Any ambulance service certificate or statement of registration issued must specify the "usual territory" within which the service operates (id., § 3010[1]). Article 30 does not indicate what areas comprise such territory; it merely requires that the territory be specified in the certificate or statement and prescribes the manner of application where such territory encompasses more than one region established under Article 30, or is in a geographic area not within any such region (id.).

We believe that a squad is authorized to provide general ambulance service only in those territories prescribed in General Municipal Law, § 209-b(2) and Village Law, § 4-412(9) and where by contract with the Commissioner of Health it is authorized to provide the use of necessary equipment under Public Health Law, §3011(6).
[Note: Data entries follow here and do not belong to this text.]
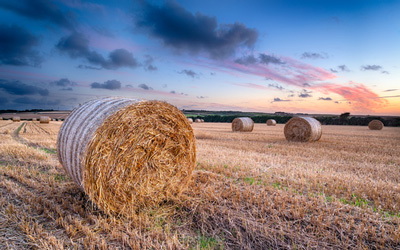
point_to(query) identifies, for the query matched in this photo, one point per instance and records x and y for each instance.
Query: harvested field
(248, 191)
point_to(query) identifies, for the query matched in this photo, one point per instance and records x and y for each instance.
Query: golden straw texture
(271, 122)
(242, 124)
(44, 119)
(303, 129)
(375, 125)
(128, 154)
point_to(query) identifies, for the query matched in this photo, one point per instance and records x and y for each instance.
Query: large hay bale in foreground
(303, 129)
(242, 124)
(127, 154)
(375, 125)
(271, 122)
(44, 119)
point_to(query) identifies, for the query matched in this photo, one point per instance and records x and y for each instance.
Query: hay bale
(303, 129)
(44, 119)
(127, 154)
(375, 125)
(271, 122)
(242, 124)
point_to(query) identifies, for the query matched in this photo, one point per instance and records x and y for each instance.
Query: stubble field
(249, 191)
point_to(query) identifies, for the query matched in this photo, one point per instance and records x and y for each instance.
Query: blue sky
(267, 56)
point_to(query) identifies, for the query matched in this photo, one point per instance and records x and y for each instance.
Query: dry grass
(249, 191)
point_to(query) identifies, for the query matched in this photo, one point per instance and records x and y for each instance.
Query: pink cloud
(360, 96)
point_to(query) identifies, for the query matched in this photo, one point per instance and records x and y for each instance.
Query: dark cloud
(88, 67)
(19, 88)
(76, 45)
(277, 86)
(36, 102)
(277, 99)
(144, 86)
(17, 46)
(42, 10)
(313, 55)
(178, 28)
(110, 84)
(267, 59)
(371, 67)
(305, 94)
(189, 72)
(3, 100)
(148, 63)
(246, 60)
(63, 82)
(325, 98)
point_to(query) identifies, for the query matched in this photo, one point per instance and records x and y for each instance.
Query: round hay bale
(271, 122)
(44, 119)
(303, 129)
(375, 125)
(127, 154)
(242, 124)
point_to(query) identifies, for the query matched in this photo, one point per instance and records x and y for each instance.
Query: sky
(325, 57)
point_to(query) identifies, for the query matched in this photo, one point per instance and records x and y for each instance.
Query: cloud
(277, 99)
(110, 84)
(371, 67)
(343, 68)
(267, 59)
(76, 45)
(88, 67)
(63, 82)
(189, 72)
(361, 97)
(42, 10)
(19, 88)
(179, 29)
(148, 63)
(325, 98)
(246, 60)
(305, 94)
(314, 55)
(144, 86)
(36, 102)
(277, 86)
(17, 47)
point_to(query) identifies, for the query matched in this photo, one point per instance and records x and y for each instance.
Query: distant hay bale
(271, 122)
(44, 119)
(242, 124)
(127, 154)
(375, 125)
(303, 129)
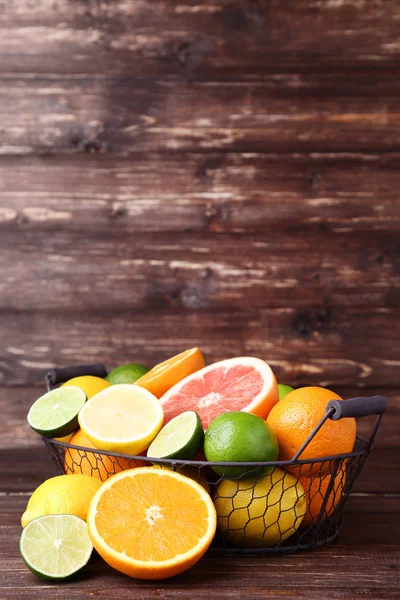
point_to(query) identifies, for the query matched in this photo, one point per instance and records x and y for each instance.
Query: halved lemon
(122, 418)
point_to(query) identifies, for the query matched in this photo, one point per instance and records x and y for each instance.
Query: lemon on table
(62, 494)
(55, 414)
(240, 437)
(89, 384)
(181, 438)
(123, 418)
(126, 373)
(255, 514)
(284, 390)
(56, 546)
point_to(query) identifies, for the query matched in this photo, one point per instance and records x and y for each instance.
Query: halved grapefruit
(245, 383)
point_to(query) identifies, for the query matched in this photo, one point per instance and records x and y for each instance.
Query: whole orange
(94, 463)
(315, 489)
(296, 416)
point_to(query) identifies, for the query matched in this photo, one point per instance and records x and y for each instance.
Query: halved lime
(55, 414)
(55, 546)
(181, 438)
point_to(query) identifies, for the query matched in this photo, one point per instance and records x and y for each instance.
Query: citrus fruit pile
(123, 436)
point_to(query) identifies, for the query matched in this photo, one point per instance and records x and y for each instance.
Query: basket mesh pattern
(270, 508)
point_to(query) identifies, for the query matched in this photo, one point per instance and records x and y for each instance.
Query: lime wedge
(55, 414)
(55, 546)
(181, 438)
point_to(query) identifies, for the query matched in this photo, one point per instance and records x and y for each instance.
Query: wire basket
(271, 507)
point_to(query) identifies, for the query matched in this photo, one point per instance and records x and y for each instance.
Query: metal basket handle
(353, 407)
(55, 376)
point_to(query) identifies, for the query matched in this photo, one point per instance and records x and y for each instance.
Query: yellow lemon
(255, 514)
(89, 384)
(62, 494)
In the latter instance, the contract can be made only for the purposes and in the manner stated in Public Health Law, § 3011(6), and should only be authorized upon a finding by the board of fire commissioners that the service contracted for can be supplied without undue hazard to the fire district (Town Law, §176[16]).
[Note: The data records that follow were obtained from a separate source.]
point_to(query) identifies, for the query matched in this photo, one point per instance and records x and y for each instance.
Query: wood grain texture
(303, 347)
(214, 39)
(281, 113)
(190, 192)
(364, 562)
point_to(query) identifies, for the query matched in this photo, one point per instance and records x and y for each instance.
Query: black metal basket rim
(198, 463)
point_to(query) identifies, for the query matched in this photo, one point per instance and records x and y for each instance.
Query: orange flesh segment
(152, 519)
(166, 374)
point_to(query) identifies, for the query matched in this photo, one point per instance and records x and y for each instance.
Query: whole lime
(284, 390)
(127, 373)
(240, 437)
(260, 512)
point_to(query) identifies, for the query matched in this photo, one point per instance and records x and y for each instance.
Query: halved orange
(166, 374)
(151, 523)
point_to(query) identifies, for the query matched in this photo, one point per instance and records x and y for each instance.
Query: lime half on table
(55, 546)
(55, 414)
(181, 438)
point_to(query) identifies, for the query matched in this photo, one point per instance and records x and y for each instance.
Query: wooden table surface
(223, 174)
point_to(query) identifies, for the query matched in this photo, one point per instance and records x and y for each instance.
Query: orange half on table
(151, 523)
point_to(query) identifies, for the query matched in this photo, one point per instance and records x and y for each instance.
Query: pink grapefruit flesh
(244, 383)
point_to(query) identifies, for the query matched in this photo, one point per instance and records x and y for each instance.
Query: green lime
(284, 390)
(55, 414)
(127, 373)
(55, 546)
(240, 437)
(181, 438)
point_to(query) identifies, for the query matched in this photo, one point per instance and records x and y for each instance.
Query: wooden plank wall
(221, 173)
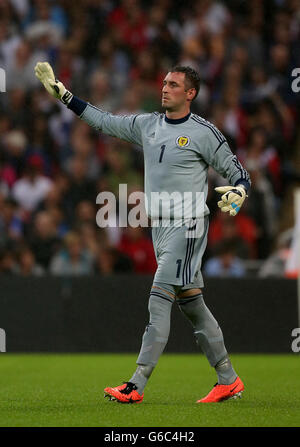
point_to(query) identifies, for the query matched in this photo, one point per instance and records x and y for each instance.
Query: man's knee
(189, 293)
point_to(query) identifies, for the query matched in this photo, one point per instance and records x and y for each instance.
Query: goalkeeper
(179, 147)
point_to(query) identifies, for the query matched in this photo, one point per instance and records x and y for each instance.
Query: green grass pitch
(66, 390)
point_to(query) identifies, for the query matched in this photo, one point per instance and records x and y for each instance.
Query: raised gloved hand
(44, 73)
(232, 199)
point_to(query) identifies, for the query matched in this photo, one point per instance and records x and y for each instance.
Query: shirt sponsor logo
(183, 141)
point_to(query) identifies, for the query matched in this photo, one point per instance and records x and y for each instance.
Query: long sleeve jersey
(177, 155)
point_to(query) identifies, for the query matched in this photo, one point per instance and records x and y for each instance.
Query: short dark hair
(192, 78)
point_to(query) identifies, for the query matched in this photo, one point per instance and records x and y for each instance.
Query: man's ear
(191, 94)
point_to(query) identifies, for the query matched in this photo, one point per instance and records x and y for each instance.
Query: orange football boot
(224, 392)
(125, 393)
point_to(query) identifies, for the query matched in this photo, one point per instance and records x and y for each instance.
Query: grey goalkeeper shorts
(179, 251)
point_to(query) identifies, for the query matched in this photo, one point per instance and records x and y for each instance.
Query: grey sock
(225, 371)
(141, 377)
(206, 329)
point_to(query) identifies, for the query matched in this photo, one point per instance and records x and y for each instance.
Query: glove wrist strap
(66, 98)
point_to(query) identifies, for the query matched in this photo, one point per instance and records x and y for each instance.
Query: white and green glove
(44, 73)
(232, 199)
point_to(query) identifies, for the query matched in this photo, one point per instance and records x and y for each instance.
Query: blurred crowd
(115, 55)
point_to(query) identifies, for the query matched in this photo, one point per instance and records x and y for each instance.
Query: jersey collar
(177, 121)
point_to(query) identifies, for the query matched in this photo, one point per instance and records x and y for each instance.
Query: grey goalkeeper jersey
(177, 155)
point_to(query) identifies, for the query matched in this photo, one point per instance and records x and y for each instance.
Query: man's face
(174, 93)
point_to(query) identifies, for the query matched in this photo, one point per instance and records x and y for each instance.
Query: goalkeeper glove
(44, 73)
(232, 199)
Other than Public Health Law, § 3011(6), we find nothing in Article 30 that would authorize a squad to furnish, or contract to furnish, general ambulance service in geographic areas, or in any manner, other than as specified in General Municipal Law, § 209-b(2) or Village Law, § 4-412(9). Although Article 30 may require a demonstration of public need where, for example, an ambulance service operated by a squad seeks to operate outside of its fire district by contract between the district and a village under General Municipal Law, § 209-b(2)(c), we do not believe it authorizes a squad to render ambulance service in territories other than those prescribed in section 209-b(2) and Village Law, § 4-412(9), except as provided in Public Health Law, § 3011(6).

The purpose of Article 30 is to upgrade emergency medical services through a statewide structure of regional councils, and to provide financial and technical assistance by the Department of Health as a means of encouraging voluntary ambulances to obtain full certification (Governor's Memorandum dated June 15, 1974, supra). Article 30 does not directly regulate the services provided by voluntary ambulance services (id.), and is by rule subject to the provisions of all pertinent state laws having general application to ambulance services (10 NYCRR, Part 800, § 800.2). General Municipal Law, § 209-b is such a law and, in our view, limits a squad's authority to provide general ambulance service to specific areas and functions. We have previously noted that this authority is not as broad as is contemplated under Article 30 (1980 Op Atty Gen [Inf] 274).

We conclude that a squad may transport nonemergency patients who are district residents from a hospital outside of the district to other medical facilities outside of the district. A fire district may also provide general ambulance service to a village as part of a fire protection contract, or by separate contract where the entity providing fire protection in the village does not provide general ambulance service. A district may also contract with the Commissioner of Health to provide the use of necessary equipment outside the district under Article 30 of the Public Health Law.

The Attorney General renders formal opinions only to officers and departments of the State government. This perforce is an informal and unofficial expression of views of this office.